Nancy Kissel, 41 is accused of serving her husband, former Merrill Lynch banker
Robert Kissel, a pink milkshake laced with sedatives which left him unconscious
at the foot of the bed while she bludgeoned him to death with a heavy metal
ornament on November 2, 2003.
Friends and family have testified that they had been informed the former banker
was due to discuss divorce with his wife that night because he believed she was
having an affair.
The accused has denied the murder charge and is out on bail.
She told a private doctor and police officers at the time that her husband was
drunk and beat her after she refused him sex, and then disappeared.

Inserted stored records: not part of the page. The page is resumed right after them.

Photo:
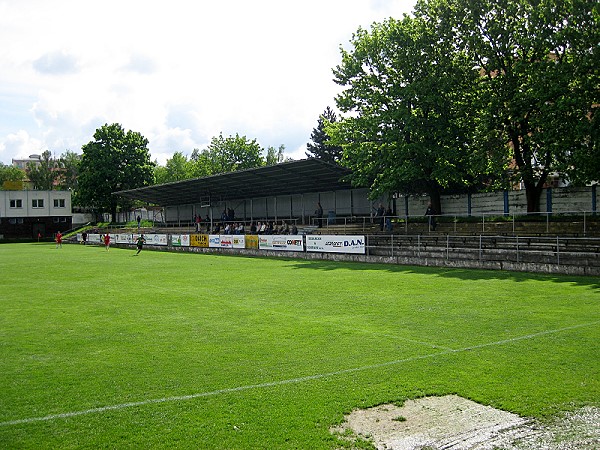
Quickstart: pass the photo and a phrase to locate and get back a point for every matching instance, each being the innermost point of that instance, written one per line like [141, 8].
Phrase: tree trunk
[436, 201]
[533, 192]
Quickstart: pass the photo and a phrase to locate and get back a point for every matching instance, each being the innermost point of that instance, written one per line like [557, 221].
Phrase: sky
[179, 72]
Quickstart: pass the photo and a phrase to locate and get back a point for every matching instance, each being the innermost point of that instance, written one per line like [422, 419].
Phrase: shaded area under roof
[294, 177]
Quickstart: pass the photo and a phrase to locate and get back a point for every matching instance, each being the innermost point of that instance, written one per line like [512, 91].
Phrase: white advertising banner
[226, 241]
[239, 241]
[122, 238]
[95, 238]
[180, 240]
[152, 239]
[335, 244]
[220, 241]
[283, 242]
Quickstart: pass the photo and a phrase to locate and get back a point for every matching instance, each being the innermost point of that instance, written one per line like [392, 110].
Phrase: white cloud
[178, 72]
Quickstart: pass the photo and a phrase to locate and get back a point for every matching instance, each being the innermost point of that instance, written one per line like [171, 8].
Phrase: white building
[30, 213]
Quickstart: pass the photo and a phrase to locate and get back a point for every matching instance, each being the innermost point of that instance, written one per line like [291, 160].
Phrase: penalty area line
[179, 398]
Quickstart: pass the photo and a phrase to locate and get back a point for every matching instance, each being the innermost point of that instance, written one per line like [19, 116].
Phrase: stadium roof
[294, 177]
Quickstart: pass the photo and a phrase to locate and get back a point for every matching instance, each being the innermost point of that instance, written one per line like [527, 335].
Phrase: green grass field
[168, 350]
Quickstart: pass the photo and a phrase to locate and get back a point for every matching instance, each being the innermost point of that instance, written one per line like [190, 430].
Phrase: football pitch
[174, 350]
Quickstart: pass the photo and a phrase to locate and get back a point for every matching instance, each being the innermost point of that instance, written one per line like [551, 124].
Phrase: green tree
[230, 154]
[177, 168]
[539, 65]
[115, 160]
[408, 92]
[275, 156]
[320, 147]
[44, 174]
[10, 173]
[69, 162]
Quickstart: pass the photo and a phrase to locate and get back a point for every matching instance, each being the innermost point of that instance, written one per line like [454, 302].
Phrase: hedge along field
[165, 350]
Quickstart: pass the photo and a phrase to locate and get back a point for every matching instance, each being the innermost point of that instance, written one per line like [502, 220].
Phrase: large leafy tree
[539, 65]
[10, 173]
[45, 173]
[229, 154]
[320, 147]
[115, 160]
[69, 162]
[177, 168]
[275, 156]
[408, 94]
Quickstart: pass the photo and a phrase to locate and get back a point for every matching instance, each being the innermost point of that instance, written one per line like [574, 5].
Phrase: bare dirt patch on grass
[452, 422]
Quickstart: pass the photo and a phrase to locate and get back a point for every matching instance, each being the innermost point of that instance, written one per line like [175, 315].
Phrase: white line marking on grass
[283, 382]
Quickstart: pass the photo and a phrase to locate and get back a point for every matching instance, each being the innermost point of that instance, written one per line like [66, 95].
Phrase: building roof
[294, 177]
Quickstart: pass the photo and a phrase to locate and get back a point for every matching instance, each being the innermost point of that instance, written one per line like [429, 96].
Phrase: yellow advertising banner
[199, 240]
[251, 241]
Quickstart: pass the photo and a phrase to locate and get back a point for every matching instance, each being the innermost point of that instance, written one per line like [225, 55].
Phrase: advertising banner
[335, 244]
[199, 240]
[239, 241]
[94, 238]
[214, 241]
[152, 239]
[281, 242]
[123, 238]
[226, 241]
[252, 241]
[180, 240]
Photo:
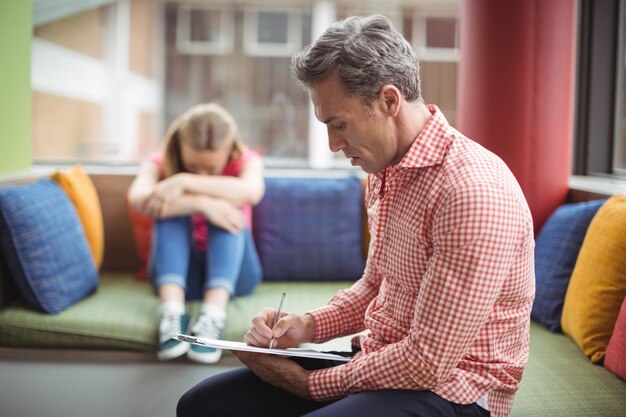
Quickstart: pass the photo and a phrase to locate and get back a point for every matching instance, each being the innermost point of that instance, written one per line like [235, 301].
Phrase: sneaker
[170, 326]
[209, 327]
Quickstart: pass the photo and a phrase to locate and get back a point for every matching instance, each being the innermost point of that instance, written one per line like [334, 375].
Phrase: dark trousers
[239, 393]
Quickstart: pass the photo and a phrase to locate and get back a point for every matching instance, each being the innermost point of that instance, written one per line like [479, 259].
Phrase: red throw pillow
[142, 230]
[615, 359]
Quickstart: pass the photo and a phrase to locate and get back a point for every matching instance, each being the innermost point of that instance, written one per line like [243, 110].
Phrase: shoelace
[207, 326]
[170, 326]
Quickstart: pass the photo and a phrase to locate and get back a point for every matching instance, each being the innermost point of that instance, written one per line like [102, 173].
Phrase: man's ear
[390, 97]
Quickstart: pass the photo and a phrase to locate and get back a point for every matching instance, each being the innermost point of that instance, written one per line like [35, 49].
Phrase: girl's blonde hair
[204, 127]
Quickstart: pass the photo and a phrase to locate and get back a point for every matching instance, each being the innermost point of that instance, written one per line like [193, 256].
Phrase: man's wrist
[309, 326]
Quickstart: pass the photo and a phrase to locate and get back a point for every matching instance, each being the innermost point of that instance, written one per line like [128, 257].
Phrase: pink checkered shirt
[449, 282]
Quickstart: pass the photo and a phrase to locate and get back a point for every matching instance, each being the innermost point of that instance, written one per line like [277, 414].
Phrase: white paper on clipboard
[229, 345]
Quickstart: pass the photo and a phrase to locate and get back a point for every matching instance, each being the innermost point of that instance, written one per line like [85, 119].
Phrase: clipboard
[229, 345]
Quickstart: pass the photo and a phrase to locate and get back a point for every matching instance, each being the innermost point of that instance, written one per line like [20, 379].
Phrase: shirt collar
[430, 146]
[428, 149]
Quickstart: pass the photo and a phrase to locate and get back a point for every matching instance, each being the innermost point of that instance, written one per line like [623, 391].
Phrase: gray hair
[367, 53]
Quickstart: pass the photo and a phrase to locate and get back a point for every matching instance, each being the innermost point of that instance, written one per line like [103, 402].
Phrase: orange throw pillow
[598, 284]
[80, 189]
[142, 231]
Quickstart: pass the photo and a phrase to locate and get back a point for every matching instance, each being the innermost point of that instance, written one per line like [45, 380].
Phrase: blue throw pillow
[310, 229]
[556, 250]
[44, 246]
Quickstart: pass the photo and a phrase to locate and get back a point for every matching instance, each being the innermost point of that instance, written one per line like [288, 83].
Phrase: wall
[15, 100]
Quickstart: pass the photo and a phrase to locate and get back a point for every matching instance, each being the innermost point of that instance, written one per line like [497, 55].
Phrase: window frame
[599, 87]
[253, 47]
[225, 45]
[418, 38]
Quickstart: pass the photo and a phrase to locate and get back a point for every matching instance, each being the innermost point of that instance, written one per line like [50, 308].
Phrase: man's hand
[290, 331]
[278, 371]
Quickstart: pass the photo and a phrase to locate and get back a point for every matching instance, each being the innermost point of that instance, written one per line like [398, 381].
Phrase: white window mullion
[320, 156]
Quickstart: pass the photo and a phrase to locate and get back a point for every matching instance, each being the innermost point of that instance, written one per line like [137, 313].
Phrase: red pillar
[516, 84]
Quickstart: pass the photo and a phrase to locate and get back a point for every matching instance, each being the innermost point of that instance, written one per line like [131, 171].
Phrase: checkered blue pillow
[44, 246]
[310, 229]
[556, 250]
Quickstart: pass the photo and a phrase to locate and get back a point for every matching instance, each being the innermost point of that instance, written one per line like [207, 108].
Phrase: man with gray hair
[449, 282]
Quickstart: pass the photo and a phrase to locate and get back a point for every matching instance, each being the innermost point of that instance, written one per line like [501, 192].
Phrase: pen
[280, 308]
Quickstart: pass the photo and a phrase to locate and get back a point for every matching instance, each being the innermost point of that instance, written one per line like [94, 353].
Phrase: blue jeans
[231, 261]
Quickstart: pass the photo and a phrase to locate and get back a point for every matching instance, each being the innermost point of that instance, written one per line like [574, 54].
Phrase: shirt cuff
[325, 384]
[326, 323]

Robert Kissel's decomposing body was found in the early hours of November 7,
wrapped in a carpet in a storeroom at the Parkview residential complex, Tai
Tam.
On Monday, police officer Tam Chi-chung, who conducted the first scientific
search of the bedroom at the Kissel residence on November 7, testified that he
found small spots of blood on the walls, the headboard of the bed, a picture
frame, the top of a side table, the side of a wardrobe and on the television.
There was also a large brown stain on the bed beneath the bedcovers, Tam said.

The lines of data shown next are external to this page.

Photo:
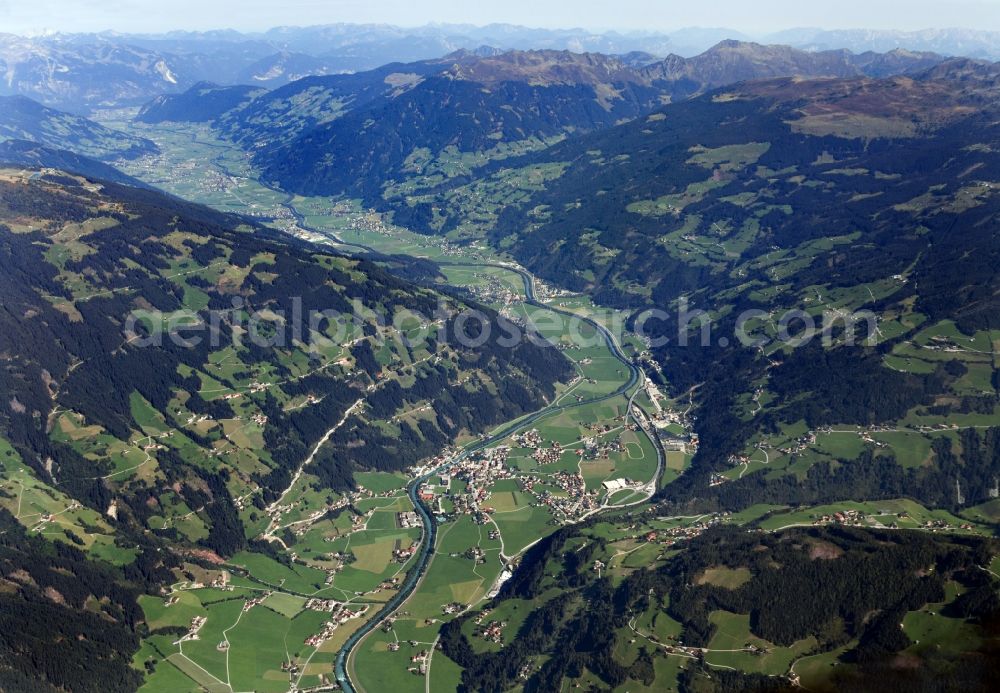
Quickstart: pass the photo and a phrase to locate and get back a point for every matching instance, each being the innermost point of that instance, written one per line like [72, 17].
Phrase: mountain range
[426, 121]
[83, 72]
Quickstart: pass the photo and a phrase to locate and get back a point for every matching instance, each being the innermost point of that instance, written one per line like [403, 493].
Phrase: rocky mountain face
[735, 61]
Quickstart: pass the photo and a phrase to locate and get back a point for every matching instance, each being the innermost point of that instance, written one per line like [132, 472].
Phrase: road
[429, 535]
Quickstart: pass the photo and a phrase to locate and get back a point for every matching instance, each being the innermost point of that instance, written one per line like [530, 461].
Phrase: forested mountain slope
[392, 132]
[130, 452]
[822, 196]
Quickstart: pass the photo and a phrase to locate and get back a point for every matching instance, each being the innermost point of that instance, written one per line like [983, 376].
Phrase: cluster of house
[493, 291]
[406, 520]
[492, 631]
[339, 615]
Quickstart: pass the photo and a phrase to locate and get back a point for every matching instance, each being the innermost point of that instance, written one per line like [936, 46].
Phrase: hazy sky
[752, 16]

He also used chemical tests to confirm that the large stain on the carpet at
the foot of the bed, originally concealed by an overlaying carpet, was blood.
Tam said a piece of cloth from the foot of the bed had been ripped off.
Under cross-examination by defense counsel Alexander King, SC, Tam said that he
only used the test once - on that large stain on the carpet - to confirm that
stains around the room were blood.
Earlier Monday, police officer Chan Ping-kong testified that he went to Parkview
at about 7pm and was instructed to try to inspect the storeroom after it was
reported that a ``large, stinky carpet'' had been moved there.
King suggested to Chan that he had gone to the storeroom to see if he could
smell anything unusual because he already suspected there might be a body
there.
Referring to photographs of the locked storeroom, King asked how it was that
Chan could ``see into'' the room.
Chan replied that he got down on his knees, with his ear to the ground and one
eye closed to try and see through the five-millimeter gap at the bottom of the
door.
``What I could see was it was dark,'' he said.
The trial continues today before Justice Michael Lunn.